Ci si vede all' appuntamento di domenica, mi aspettava sotto alla fermata della metro Paradiso, ma non mi vede mentre arrivo con il treno, così scendo e faccio le corse verso di lui facendogli cenno di salire e al pelo ce la facciamo. Arriviamo alla fiera ma succede che dopo poco, arrivati alla sezione Musei in Mostra, il bambino dei caratteri tipografici che c'è in lui esce fuori e non capisce più nulla. Il laboratorio della Fondazione Merz infatti era così fantastico che ha attirato un sacco di bambini e ragazzi. Ci si poteva sbizzarrire a fare un proprio manifesto originale usando tra i più disparati caratteri tipografici da stampa. Molto simpatico, era bello anche il manifesto che avevo fatto io due giorni prima ma me l' hanno rubato...(che rabbia).

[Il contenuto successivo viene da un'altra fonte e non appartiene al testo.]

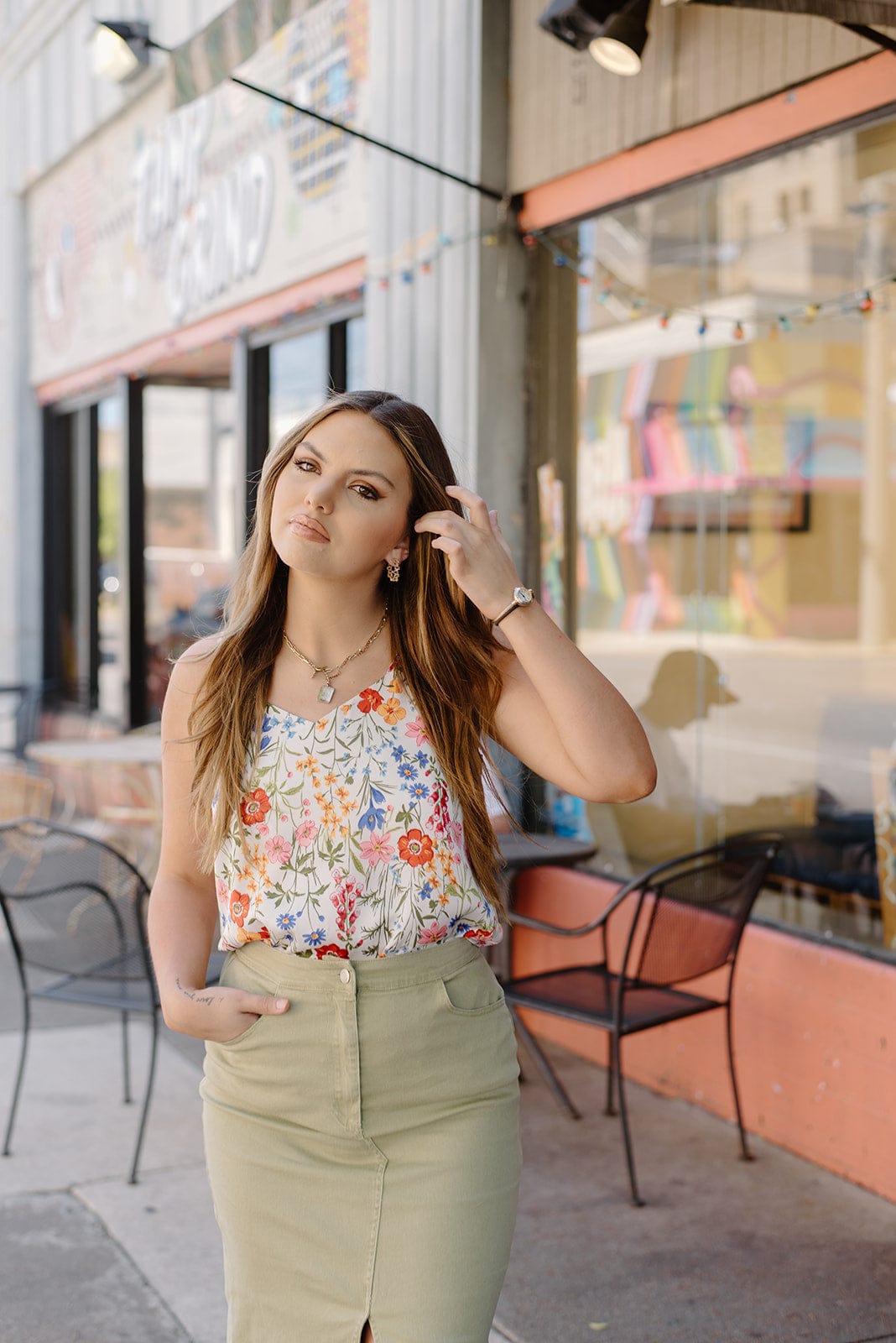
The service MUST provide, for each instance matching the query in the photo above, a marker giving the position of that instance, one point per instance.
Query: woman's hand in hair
(477, 555)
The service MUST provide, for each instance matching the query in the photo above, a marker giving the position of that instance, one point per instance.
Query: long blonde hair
(441, 645)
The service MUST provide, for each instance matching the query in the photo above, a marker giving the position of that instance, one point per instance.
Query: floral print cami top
(352, 844)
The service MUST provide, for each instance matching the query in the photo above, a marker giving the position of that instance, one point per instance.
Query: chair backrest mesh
(74, 904)
(694, 917)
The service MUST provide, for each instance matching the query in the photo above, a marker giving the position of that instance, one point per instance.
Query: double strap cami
(351, 841)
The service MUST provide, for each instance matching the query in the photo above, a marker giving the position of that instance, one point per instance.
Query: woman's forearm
(183, 922)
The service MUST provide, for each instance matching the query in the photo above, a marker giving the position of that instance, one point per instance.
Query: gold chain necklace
(327, 691)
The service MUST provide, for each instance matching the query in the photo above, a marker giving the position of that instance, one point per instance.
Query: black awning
(859, 13)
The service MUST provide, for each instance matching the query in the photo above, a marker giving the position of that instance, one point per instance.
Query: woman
(324, 801)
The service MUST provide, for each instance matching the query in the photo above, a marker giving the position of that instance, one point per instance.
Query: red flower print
(391, 711)
(239, 908)
(331, 950)
(257, 935)
(369, 700)
(440, 816)
(253, 807)
(414, 848)
(479, 935)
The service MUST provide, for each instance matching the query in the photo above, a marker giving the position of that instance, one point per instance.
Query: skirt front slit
(364, 1148)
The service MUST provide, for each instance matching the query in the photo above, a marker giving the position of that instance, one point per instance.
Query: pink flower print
(344, 900)
(435, 933)
(378, 849)
(416, 729)
(440, 817)
(305, 833)
(278, 849)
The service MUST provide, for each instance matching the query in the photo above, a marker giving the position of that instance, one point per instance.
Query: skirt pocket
(472, 991)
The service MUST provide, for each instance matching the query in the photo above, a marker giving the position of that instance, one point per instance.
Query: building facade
(715, 250)
(675, 380)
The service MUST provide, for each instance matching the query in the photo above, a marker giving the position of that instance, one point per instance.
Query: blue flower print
(374, 817)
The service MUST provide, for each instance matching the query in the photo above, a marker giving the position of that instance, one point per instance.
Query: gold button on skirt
(364, 1147)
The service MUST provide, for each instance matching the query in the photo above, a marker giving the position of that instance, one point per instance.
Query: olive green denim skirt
(364, 1148)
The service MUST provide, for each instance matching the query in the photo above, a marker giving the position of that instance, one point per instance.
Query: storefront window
(110, 630)
(300, 378)
(192, 520)
(356, 355)
(735, 492)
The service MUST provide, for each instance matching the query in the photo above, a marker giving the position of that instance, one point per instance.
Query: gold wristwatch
(522, 597)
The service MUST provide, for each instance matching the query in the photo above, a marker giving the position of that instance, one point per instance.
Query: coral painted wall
(815, 1032)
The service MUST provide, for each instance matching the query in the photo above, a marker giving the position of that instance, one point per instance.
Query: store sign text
(214, 237)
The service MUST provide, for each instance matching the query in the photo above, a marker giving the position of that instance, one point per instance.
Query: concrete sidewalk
(725, 1252)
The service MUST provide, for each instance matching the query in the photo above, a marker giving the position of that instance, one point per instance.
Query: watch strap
(510, 608)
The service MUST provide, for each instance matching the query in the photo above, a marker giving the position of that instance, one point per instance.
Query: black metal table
(531, 850)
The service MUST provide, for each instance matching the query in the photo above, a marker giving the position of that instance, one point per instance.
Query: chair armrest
(558, 930)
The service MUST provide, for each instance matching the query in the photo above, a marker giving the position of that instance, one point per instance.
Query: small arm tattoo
(195, 997)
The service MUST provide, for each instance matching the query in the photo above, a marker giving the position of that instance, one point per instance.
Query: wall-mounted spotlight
(615, 33)
(121, 49)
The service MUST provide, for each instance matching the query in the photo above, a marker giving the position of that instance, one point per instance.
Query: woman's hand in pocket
(217, 1013)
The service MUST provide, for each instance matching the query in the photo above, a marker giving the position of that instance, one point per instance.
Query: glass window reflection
(735, 563)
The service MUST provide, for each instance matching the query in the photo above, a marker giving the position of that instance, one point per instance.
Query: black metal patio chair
(76, 911)
(687, 917)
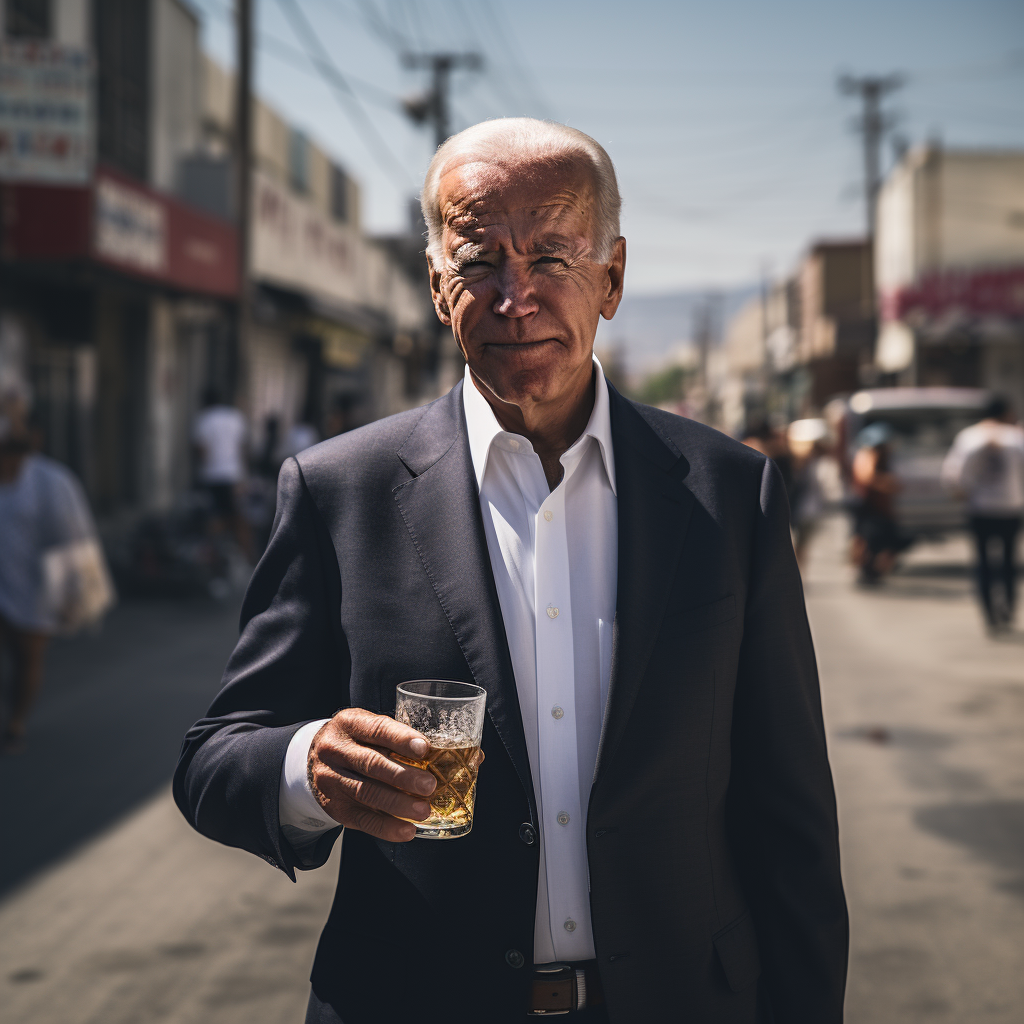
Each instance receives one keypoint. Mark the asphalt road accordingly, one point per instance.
(116, 911)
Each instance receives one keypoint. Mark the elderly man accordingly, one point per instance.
(655, 834)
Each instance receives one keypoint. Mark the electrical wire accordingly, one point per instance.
(343, 92)
(294, 57)
(501, 35)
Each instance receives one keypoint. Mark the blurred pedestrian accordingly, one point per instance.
(53, 577)
(219, 436)
(807, 501)
(876, 535)
(985, 464)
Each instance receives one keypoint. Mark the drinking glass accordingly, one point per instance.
(451, 716)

Nel frattempo che lui faceva il suo manifesto, io ho dato il cambio alla mia collega che voleva fare una pausa e ho rivisto le persone con cui ho lavorato in Gam, compresa la mia compagna a cui ho dato il gancio per fare lo stage lì. E' stato un pomeriggio simpatico. Il bambino dei caratteri finisce per farne due di manifesti ma dal momento che si era fatto tardi, decide che era ora di andare via, che bisognava tornare a finire i lavori che anche lui ha delle cose da finire al computer, e ce ne andiamo senza che lui veda effettivamente molto della fiera. Ma che tipo, penso.

Insomma andiamo da lui che come aveva preannunciato lavora alle foto e io preparo il the coi biscotti. Voleva le mie indicazioni e dopo varie smanettature riusciamo a definire una foto, molto bella devo dire. Non per il soggetto magari, visto che sono io il soggetto. Decide di far pausa e si accoccola accanto a me sul divano. Di nuovo quel contatto particolare. Stavolta sento il suo respiro/battito irregolare, che mi spiazza ancora più di prima. Sei solo timido? Si fanno le 10 e non abbiamo ancora cenato, ma si fa sentire la coppia dei suoi amici, che da quanto ho capito sono sempre ben propensi a pensare loro a portare la cena, così ceniamo tutti assieme come quella volta delle foto. Stranissima sensazione.

Non si sa come sia accaduto, ma alla fine della nottata succede che rimaniamo tutti e quattro a dormire in quella casa. Forse avrei potuto chiedergli di riaccompagnarmi a casa prima che si facesse così tardi, avrei dovuto, sicuramente. Ma non volevo. E così, forse aiutati dall' oscurità, è successo che finalmente l'ho capito. Ma non ho potuto comunque. Gli ho detto "non posso", anche se avrei voluto. E lui non mi ha chiesto perché. Ma non mi pento.